L’Aïd el-Fitr, qui marque la fin du mois de Ramadan, se vit entre tradition, ferveur religieuse et effervescence urbaine. Cette fête, moment de partage et de spiritualité, transforme la capitale gabonaise en un lieu animé, où les familles se préparent à célébrer dans la convivialité, malgré les contraintes économiques.
La journée de l’Aïd commence par la prière collective dans les mosquées de Libreville. Dès l’aube, des centaines de fidèles se rassemblent, vêtus de leurs plus beaux habits, pour effectuer la prière de l’Aïd, un moment solennel et empreint de spiritualité. Dans chaque mosquée, une ambiance d’unité et de fraternité imprègne les lieux.

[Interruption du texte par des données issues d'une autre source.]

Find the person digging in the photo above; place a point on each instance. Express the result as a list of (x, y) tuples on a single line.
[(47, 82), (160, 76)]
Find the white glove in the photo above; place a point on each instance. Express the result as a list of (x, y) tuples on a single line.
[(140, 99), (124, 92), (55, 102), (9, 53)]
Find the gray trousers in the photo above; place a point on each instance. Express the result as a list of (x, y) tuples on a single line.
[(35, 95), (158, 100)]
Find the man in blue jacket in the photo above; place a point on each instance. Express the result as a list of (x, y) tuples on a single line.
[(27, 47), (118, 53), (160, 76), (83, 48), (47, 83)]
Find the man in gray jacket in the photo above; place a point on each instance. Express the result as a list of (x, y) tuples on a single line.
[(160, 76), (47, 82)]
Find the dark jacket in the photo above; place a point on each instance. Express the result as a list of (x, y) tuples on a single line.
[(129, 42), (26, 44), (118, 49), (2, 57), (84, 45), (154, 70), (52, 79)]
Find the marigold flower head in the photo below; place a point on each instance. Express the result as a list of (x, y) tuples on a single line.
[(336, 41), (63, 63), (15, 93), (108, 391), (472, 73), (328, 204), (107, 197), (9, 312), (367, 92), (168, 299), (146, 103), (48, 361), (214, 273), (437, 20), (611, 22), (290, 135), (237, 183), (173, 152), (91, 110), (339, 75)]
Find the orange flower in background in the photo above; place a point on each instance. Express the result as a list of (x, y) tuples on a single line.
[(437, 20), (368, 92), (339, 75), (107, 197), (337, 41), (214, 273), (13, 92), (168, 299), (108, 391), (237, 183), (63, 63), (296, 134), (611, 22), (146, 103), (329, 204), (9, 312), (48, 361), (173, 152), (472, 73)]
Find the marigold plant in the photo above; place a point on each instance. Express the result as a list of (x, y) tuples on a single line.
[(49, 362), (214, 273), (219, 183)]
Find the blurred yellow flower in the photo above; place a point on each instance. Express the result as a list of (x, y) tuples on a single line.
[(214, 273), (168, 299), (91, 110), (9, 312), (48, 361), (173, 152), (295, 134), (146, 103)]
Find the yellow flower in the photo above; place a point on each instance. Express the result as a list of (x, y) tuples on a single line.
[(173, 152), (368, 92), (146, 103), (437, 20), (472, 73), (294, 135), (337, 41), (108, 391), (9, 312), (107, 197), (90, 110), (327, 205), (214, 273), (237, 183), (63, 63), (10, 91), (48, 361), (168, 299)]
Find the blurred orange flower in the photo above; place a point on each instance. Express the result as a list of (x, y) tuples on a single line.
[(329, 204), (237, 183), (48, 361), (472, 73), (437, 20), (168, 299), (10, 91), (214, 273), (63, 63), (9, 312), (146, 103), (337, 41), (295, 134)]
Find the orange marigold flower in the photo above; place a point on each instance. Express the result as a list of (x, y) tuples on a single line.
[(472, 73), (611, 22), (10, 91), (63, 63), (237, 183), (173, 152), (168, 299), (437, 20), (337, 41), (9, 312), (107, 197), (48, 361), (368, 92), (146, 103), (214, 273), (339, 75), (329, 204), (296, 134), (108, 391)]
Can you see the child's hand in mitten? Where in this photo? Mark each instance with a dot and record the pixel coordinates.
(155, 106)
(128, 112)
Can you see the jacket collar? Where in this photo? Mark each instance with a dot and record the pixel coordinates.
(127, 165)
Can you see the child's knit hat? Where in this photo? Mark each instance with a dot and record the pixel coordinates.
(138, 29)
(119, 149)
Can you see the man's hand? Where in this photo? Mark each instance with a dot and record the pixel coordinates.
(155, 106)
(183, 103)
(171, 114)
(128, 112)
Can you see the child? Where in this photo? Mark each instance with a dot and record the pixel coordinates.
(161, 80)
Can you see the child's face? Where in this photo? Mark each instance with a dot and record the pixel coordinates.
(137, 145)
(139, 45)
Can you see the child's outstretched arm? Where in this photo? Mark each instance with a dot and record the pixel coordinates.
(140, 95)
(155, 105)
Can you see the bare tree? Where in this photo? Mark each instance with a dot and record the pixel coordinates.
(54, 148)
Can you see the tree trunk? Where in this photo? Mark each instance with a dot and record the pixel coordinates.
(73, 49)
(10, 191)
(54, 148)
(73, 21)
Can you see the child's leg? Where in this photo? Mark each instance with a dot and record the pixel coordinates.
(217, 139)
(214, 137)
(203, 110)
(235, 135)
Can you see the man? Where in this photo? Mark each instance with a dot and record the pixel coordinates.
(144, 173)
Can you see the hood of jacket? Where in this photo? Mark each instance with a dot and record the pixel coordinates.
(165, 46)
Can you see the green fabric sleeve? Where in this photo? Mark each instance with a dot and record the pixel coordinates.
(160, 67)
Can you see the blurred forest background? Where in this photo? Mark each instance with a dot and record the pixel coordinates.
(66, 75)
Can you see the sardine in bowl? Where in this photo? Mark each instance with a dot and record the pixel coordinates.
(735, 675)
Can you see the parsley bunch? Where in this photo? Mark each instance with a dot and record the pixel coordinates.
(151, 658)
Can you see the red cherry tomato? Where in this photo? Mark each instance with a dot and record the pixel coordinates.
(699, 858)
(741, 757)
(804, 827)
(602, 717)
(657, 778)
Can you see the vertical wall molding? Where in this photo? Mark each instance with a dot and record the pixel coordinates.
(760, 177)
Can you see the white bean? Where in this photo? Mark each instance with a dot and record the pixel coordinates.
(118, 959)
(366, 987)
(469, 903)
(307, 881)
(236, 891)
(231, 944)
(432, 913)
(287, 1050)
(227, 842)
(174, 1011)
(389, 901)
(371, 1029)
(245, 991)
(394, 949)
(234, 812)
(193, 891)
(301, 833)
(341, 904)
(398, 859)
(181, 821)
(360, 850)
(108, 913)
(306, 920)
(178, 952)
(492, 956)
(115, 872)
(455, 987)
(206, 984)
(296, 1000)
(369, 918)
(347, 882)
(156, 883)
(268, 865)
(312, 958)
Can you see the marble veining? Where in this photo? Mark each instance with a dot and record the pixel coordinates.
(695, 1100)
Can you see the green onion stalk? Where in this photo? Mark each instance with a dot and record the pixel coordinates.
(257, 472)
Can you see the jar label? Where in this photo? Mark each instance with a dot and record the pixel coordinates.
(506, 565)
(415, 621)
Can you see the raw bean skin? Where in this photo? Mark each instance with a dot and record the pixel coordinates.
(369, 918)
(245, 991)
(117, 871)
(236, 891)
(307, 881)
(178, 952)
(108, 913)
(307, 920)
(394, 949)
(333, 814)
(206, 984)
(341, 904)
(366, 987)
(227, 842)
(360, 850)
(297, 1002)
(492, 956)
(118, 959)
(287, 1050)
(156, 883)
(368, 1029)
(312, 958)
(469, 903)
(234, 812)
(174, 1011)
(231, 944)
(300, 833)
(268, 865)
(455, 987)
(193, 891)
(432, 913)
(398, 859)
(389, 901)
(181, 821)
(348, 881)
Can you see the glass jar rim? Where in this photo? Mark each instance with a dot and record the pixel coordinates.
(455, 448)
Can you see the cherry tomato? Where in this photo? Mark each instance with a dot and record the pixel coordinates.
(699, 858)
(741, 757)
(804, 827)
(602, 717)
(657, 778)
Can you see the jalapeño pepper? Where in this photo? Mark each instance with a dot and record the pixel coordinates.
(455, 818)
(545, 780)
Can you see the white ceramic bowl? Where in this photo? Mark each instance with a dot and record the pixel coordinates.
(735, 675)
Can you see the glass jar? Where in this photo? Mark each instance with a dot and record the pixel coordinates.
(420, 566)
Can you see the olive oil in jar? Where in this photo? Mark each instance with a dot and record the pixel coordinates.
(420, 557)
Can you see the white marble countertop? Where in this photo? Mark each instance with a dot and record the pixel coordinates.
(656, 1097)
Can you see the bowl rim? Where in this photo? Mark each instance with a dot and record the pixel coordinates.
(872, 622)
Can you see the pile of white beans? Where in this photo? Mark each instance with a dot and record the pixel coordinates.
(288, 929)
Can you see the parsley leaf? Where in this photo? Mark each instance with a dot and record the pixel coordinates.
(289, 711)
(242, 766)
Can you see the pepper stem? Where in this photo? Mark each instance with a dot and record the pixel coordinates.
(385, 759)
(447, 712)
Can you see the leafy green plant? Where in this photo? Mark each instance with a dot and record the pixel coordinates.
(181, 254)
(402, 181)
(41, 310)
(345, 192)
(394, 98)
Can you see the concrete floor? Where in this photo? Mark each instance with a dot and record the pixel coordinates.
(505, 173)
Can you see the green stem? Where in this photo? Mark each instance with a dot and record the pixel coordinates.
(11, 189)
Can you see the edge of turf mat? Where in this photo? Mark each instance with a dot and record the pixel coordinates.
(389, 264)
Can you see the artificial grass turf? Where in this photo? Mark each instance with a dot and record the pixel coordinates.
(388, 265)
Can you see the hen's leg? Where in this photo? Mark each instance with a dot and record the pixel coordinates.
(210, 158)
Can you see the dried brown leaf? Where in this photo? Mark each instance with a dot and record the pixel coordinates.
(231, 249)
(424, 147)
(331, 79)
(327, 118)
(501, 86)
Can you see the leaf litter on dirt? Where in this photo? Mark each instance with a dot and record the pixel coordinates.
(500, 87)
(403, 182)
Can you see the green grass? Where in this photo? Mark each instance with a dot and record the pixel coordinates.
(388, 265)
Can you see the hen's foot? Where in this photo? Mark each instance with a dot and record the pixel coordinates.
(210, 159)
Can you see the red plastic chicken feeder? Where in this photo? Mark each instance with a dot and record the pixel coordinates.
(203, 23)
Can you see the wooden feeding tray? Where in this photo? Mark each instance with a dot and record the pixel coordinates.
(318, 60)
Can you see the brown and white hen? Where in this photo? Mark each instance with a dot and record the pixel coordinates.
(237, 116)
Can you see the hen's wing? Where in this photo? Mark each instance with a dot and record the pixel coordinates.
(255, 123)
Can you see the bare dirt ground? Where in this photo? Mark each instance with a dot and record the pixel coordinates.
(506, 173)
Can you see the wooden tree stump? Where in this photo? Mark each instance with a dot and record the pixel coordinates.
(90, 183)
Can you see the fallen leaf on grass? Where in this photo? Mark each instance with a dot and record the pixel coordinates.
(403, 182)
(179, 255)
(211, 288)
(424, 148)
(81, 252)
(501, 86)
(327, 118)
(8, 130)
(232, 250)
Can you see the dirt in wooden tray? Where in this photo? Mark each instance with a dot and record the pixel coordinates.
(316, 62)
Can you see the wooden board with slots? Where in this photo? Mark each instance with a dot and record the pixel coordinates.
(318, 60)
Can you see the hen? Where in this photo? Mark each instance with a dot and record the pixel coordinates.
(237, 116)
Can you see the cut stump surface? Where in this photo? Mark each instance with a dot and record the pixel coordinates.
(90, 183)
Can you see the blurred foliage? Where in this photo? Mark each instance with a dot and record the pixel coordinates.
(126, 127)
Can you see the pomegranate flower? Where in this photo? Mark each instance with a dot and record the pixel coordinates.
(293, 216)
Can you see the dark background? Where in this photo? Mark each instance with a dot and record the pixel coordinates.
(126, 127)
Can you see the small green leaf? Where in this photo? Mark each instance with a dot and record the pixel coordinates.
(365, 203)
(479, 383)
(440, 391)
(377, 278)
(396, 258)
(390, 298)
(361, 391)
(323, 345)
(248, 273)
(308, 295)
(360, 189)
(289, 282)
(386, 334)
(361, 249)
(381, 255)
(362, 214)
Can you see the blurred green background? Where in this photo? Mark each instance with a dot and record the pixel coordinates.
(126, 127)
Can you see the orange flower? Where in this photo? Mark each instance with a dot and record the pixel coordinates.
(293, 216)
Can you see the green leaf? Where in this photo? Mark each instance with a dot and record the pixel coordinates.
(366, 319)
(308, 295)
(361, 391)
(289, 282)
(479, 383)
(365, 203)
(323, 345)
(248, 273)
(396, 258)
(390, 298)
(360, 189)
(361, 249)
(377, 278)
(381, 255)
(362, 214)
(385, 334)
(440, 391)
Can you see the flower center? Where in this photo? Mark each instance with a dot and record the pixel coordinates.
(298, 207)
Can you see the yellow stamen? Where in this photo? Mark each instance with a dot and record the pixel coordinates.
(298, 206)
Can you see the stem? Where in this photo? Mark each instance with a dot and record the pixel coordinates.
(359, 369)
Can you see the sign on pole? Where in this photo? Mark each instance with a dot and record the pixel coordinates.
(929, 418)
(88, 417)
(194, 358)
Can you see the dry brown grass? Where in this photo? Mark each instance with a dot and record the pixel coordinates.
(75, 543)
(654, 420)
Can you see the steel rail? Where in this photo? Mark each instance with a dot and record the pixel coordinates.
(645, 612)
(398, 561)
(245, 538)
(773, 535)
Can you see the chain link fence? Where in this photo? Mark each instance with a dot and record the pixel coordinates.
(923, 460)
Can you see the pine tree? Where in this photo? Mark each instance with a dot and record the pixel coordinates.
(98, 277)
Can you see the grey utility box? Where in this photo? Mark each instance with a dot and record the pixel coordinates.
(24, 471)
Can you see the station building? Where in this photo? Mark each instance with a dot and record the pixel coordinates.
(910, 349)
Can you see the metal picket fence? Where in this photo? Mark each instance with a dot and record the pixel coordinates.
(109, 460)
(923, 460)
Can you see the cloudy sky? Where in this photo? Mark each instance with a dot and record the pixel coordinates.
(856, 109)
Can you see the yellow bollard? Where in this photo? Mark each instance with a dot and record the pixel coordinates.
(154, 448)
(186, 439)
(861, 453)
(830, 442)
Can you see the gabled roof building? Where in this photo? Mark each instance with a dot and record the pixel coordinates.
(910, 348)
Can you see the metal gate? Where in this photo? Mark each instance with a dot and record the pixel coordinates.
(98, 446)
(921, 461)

« La prière du matin est un moment très spécial pour moi. C’est l’occasion de rendre grâce, mais aussi de demander à Allah de bénir ma famille et mon pays », confie Moussa, jeune commerçant. Les prières de l’Aïd, connues pour leur forte affluence, sont suivies de discours religieux soulignant l’importance de la solidarité, de la paix et du partage. De nombreux Gabonais profitent de ce moment pour renouer des liens familiaux et amicaux, parfois distendus pendant le mois de jeûne.
Après la prière, place à la convivialité. Les repas festifs sont au cœur de la célébration, où les familles se réunissent autour de plats traditionnels préparés avec soin. La viande, en particulier le mouton et le poulet, est à l’honneur, accompagnée de mets comme le riz, les légumes en sauce et les pâtisseries locales. « Les enfants attendent ce moment avec impatience. Les plats sont délicieux, et c’est le seul jour de l’année où l’on peut manger autant de viande », indique Fatou, mère de famille.
Les repas sont aussi un prétexte pour accueillir des invités. Les familles prennent soin d’ouvrir leurs portes à leurs proches et voisins, qu’ils soient musulmans ou non, dans un esprit de fraternité. De nombreuses familles préparent également des paniers de nourriture à distribuer aux plus démunis ou à ceux qui ne peuvent pas se permettre de célébrer dans la même abondance. « C’est important de donner aux autres. Beaucoup de gens autour de nous n’ont pas les moyens de se nourrir correctement, alors cette année, on a décidé d’ouvrir notre maison pour eux », explique Ali, riverain.
L’Aïd est également un moment pour se vêtir de neuf. Les habitants de Libreville, jeunes et adultes, profitent de cette occasion pour acheter de nouveaux habits, souvent élégants et colorés, afin de marquer le caractère festif de la journée. Les marchés sont bondés de personnes à la recherche de robes, de costumes et de tissus pour l’occasion.
« C’est une tradition de porter des vêtements neufs à l’Aïd. Cela rend la fête encore plus spéciale, même si cette année, on a dû acheter plus sobre », confie Kadiatou, étudiante. Après les repas et les visites familiales, les proches se rendent chez des amis ou des voisins, échangent des vœux de bonheur et de prospérité, et profitent de moments de détente et de convivialité.
Malgré les défis économiques, l’Aïd reste un moment où la solidarité prend le pas sur l’individualisme. Les familles s’entraident, les voisins se soutiennent et, même dans un contexte de tension financière, la communauté se serre les coudes pour permettre à chacun de vivre cette fête avec dignité.